Um dia depois do outro

Escrito por em Blog | 22/10/2006 – 8:33 pm

Estamos melhorando. Sim, no plural. Dessa vez, realmente, não foi só Gutão quem sentiu. Eu ainda estou com os nervos à flor da pele. Se olhar mais feio, eu choro, sabe assim? Ai, ai. Bom, o que importa é que, segundo avaliação da otorrino, filhote superou bem a fase aguda da otite. Agora, o ouvido continua vermelhinho, mas não há mais pus. O que precisamos fazer é aquele exame, a tal audiometria, pra ver se a audiação está mais comprometida ou se está estacionada no ponto do exame anterior, um padrão que estamos seguindo para regular o tratamento.
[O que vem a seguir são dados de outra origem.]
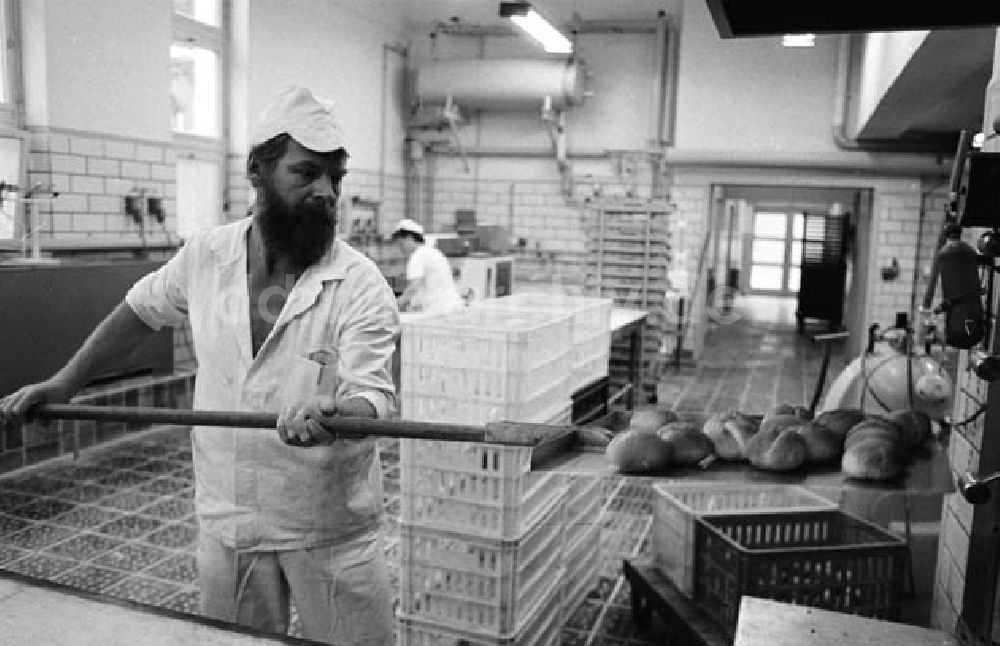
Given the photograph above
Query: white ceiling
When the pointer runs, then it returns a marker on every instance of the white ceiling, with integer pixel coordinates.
(940, 93)
(425, 13)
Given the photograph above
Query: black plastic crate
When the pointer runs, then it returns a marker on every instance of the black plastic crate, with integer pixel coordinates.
(823, 559)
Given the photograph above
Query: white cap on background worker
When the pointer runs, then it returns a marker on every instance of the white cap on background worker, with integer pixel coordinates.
(412, 226)
(430, 286)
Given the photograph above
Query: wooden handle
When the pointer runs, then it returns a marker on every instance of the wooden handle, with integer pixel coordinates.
(344, 427)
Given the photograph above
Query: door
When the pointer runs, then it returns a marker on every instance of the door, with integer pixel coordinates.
(775, 252)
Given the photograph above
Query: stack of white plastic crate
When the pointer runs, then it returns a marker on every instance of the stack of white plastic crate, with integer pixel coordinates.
(481, 535)
(481, 539)
(477, 365)
(582, 542)
(590, 322)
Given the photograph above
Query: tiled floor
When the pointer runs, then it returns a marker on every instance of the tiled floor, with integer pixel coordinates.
(120, 520)
(758, 361)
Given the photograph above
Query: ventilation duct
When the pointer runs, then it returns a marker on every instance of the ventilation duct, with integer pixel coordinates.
(501, 84)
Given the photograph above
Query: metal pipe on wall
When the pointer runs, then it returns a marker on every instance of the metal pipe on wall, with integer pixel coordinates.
(383, 137)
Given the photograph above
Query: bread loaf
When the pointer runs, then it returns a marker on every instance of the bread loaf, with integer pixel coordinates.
(650, 419)
(872, 459)
(779, 422)
(776, 448)
(822, 444)
(688, 445)
(638, 452)
(800, 412)
(594, 436)
(876, 428)
(729, 432)
(916, 426)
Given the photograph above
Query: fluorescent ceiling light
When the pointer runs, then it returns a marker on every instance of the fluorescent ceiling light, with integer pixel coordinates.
(798, 40)
(522, 15)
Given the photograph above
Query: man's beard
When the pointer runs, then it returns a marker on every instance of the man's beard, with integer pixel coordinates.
(301, 232)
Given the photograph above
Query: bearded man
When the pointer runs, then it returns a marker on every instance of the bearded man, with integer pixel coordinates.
(285, 318)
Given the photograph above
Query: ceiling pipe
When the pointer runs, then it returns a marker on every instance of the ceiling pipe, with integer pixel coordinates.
(841, 103)
(580, 27)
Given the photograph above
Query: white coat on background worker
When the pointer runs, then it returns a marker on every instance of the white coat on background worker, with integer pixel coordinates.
(286, 318)
(430, 286)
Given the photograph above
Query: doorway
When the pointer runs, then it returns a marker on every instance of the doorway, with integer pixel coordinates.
(773, 264)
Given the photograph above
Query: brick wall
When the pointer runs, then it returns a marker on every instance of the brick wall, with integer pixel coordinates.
(93, 173)
(956, 514)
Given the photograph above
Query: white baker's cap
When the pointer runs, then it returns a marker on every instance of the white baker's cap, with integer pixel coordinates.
(307, 120)
(407, 224)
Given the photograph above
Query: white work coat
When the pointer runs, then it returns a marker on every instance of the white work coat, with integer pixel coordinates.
(335, 336)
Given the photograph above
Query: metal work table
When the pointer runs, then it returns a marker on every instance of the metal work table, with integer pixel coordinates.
(770, 623)
(34, 611)
(628, 323)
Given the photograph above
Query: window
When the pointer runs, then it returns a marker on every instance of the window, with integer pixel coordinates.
(194, 87)
(776, 252)
(10, 76)
(197, 82)
(196, 64)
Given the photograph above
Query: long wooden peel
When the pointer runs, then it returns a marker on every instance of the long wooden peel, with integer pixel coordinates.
(508, 433)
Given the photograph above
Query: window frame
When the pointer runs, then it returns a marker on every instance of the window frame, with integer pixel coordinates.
(189, 32)
(212, 148)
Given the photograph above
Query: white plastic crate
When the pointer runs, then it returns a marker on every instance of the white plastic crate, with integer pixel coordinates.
(517, 342)
(590, 360)
(477, 382)
(560, 415)
(479, 584)
(580, 576)
(476, 503)
(676, 505)
(617, 545)
(583, 514)
(590, 316)
(496, 459)
(462, 411)
(542, 627)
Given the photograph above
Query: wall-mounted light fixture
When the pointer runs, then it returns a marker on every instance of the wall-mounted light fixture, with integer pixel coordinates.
(798, 40)
(522, 15)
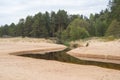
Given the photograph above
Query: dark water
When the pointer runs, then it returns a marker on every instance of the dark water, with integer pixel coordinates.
(64, 57)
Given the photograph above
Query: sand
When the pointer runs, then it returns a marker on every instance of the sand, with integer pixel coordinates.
(99, 51)
(22, 68)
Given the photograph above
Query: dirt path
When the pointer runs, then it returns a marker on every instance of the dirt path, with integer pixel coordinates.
(22, 68)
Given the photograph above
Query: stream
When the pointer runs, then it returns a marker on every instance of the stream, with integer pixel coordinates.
(64, 57)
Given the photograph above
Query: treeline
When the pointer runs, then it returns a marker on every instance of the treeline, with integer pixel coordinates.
(67, 27)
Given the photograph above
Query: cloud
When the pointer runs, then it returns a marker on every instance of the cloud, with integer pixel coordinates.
(12, 11)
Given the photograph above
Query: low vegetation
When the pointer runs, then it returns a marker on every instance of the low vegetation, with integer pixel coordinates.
(67, 27)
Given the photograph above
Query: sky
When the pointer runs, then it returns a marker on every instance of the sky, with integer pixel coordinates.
(13, 10)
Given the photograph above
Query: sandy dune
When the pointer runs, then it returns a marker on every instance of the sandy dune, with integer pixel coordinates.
(99, 51)
(22, 68)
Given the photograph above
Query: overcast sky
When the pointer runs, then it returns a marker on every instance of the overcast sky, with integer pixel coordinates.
(13, 10)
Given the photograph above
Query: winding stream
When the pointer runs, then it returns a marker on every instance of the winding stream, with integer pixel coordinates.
(64, 57)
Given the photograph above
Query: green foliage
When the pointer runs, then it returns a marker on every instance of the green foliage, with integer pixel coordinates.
(76, 30)
(67, 27)
(114, 29)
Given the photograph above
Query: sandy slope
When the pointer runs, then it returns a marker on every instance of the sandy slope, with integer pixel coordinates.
(22, 68)
(99, 51)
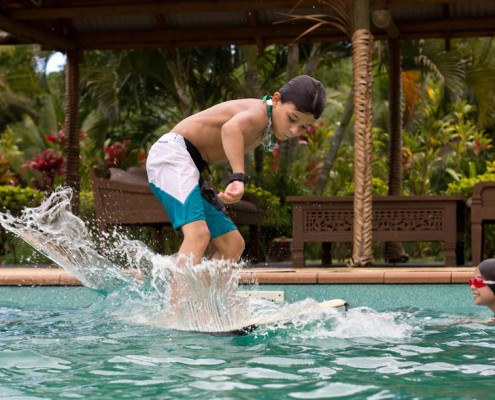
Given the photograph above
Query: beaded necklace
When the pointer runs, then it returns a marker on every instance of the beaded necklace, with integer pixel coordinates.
(266, 137)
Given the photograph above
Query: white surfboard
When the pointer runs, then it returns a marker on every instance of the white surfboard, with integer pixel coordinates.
(275, 317)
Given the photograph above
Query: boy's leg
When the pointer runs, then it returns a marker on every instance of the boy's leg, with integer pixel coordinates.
(196, 239)
(228, 246)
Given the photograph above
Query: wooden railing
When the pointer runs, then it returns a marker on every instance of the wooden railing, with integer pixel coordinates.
(482, 213)
(125, 198)
(327, 219)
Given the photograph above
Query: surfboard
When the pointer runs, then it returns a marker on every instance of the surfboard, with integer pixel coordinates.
(278, 316)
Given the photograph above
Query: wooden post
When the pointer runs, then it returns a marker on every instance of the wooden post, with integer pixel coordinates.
(72, 178)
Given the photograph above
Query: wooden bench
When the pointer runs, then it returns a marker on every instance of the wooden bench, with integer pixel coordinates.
(482, 213)
(328, 219)
(125, 198)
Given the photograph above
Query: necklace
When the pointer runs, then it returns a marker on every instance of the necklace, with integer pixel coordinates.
(266, 137)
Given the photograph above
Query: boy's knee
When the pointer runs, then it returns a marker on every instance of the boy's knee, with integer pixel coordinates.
(200, 234)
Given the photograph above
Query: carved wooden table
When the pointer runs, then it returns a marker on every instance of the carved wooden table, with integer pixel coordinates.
(328, 219)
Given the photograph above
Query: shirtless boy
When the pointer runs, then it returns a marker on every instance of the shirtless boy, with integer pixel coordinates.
(224, 133)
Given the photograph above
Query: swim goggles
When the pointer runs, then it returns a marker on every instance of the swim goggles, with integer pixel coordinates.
(480, 282)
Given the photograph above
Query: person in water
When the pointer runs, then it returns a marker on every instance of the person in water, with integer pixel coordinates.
(178, 163)
(483, 284)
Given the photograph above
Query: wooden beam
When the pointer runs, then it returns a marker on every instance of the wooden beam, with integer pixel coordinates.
(447, 25)
(120, 9)
(9, 39)
(37, 35)
(226, 35)
(389, 2)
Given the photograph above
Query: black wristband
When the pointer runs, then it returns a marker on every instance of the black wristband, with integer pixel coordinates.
(239, 176)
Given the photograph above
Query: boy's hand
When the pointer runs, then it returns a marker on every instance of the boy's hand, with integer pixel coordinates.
(233, 193)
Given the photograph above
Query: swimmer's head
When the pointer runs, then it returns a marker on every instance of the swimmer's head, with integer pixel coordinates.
(487, 271)
(306, 93)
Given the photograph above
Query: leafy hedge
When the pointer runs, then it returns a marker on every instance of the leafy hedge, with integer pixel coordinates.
(15, 198)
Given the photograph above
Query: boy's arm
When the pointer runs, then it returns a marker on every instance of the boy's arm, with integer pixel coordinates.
(233, 145)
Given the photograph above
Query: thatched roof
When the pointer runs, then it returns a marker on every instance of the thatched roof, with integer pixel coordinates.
(125, 24)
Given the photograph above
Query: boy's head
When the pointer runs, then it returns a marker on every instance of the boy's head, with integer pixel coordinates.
(306, 93)
(487, 271)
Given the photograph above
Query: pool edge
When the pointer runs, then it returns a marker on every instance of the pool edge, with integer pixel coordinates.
(441, 275)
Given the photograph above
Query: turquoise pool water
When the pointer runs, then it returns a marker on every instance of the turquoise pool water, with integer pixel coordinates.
(396, 342)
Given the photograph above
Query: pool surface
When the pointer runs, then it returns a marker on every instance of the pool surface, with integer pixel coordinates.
(396, 342)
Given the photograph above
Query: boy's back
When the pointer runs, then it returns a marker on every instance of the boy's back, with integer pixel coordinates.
(245, 117)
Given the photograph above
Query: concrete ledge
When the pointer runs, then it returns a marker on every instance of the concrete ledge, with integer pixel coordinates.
(302, 276)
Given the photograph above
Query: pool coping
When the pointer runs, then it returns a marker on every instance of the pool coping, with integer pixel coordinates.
(28, 276)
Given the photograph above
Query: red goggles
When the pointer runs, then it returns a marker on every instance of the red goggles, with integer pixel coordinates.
(480, 282)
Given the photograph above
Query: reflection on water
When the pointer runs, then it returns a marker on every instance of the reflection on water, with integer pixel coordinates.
(102, 351)
(207, 292)
(109, 342)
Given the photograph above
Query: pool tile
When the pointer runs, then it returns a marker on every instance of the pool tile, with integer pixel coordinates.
(417, 277)
(66, 279)
(245, 278)
(462, 276)
(351, 277)
(29, 277)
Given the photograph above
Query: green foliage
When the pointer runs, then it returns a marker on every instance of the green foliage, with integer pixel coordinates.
(379, 187)
(15, 198)
(464, 186)
(441, 141)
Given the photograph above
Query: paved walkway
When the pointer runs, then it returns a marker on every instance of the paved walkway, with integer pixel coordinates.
(270, 274)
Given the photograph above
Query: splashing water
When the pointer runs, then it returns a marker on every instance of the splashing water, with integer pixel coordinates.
(58, 234)
(207, 296)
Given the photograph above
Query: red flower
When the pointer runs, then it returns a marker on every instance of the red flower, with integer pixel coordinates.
(49, 163)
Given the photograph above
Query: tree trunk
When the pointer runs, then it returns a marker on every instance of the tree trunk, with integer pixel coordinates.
(175, 67)
(362, 52)
(71, 128)
(337, 138)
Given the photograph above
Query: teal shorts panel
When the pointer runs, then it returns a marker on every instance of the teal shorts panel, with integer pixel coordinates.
(195, 208)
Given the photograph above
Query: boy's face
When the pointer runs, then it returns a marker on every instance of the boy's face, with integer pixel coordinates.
(287, 121)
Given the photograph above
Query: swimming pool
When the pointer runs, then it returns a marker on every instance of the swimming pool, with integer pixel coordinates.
(396, 342)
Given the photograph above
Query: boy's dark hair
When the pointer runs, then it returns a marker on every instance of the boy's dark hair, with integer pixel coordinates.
(306, 93)
(487, 270)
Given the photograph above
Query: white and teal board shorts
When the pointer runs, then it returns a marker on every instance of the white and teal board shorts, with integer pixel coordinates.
(174, 179)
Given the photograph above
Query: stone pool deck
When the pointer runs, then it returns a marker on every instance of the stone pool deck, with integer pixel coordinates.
(272, 274)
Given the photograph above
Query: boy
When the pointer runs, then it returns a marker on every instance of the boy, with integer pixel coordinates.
(224, 133)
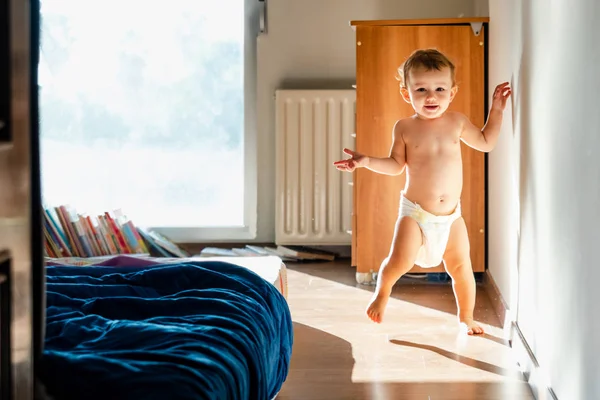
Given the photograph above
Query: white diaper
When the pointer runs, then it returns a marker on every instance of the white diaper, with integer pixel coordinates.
(435, 230)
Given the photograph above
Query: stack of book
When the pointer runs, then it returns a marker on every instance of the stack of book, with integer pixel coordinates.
(70, 234)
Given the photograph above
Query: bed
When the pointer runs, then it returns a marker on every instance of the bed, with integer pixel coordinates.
(142, 328)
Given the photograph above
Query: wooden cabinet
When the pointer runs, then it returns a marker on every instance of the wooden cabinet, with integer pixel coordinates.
(381, 47)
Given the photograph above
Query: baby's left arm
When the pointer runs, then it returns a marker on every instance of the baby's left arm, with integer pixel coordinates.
(485, 139)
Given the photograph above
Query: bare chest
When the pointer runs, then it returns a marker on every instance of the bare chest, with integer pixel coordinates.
(433, 142)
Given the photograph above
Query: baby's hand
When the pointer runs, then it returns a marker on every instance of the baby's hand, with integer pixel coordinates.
(501, 94)
(356, 161)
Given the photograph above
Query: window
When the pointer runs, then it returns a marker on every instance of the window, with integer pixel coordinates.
(149, 107)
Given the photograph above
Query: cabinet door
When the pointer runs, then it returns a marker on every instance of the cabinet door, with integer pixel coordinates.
(380, 51)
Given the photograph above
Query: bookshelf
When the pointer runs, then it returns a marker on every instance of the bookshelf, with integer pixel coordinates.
(68, 233)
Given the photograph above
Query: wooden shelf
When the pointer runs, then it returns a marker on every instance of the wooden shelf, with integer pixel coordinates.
(432, 21)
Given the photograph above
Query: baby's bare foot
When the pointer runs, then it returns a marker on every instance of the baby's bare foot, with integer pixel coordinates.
(471, 327)
(377, 307)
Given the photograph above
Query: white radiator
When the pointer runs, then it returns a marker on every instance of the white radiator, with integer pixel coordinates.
(314, 199)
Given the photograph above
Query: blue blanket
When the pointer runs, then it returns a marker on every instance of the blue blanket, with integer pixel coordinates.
(198, 330)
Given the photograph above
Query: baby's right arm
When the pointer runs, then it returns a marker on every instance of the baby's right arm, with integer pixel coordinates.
(392, 165)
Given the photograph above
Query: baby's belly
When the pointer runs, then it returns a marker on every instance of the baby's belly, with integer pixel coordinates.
(438, 192)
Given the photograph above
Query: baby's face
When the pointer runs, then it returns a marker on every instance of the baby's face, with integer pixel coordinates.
(430, 92)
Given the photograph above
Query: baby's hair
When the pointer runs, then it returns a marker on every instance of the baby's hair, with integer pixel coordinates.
(428, 59)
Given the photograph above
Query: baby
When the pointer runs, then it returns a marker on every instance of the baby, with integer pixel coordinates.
(430, 228)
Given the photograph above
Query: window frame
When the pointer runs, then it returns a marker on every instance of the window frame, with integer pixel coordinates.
(202, 234)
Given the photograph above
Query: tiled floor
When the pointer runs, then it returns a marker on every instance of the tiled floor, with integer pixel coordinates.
(416, 353)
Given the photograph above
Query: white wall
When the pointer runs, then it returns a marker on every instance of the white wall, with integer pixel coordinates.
(545, 184)
(311, 45)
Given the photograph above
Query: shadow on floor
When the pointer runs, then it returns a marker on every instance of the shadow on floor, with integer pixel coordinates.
(468, 361)
(322, 365)
(415, 291)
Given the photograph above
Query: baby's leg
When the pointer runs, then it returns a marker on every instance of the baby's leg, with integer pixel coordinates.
(405, 245)
(457, 260)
Filhote voltou a dormir melhor. Continua com uma tosse chata e o nariz meio entupido, mas isso, em São Paulo, pode ser considerado “default”!

Duro mesmo está sendo lidar com a “carência” antes de dormir. Eu tenho que cantar musiquinha, dar a mãozinha e deitar junto, no travesseiro, ao lado da cabecinha loura dele, até ele relaxar, fechar os olhos, empinar o bumbum e aceitar Morfeu. Sem falar que Gutão tá em crise com o Rô. Durante o dia, a parceria é uma beleza. Eles dançam e cantam juntos, jogam bola, vão na pracinha, fazem a maior bagunça em casa. Já à noite…bem, à noite, Gutão tem expulsado o pai do quarto, literalmente. Ai do Rô se insiste em sentar na cama, em roubar um beijo e tal e coisa. Gutão vira fera, dá “esporro”, chora. Eu tento não intervir, no sentido de não monopolizar os cuidados e as atenções do menino. Tento também reforçar a presença paterna, dizendo que somos três, somos uma família, que o papai ama tanto o Gutão quanto a mamãe, mas nem sempre dá resultado. Espero que seja uma fase, que passe logo e que não cause muitas angústias nem para o filho nem para o pai!!!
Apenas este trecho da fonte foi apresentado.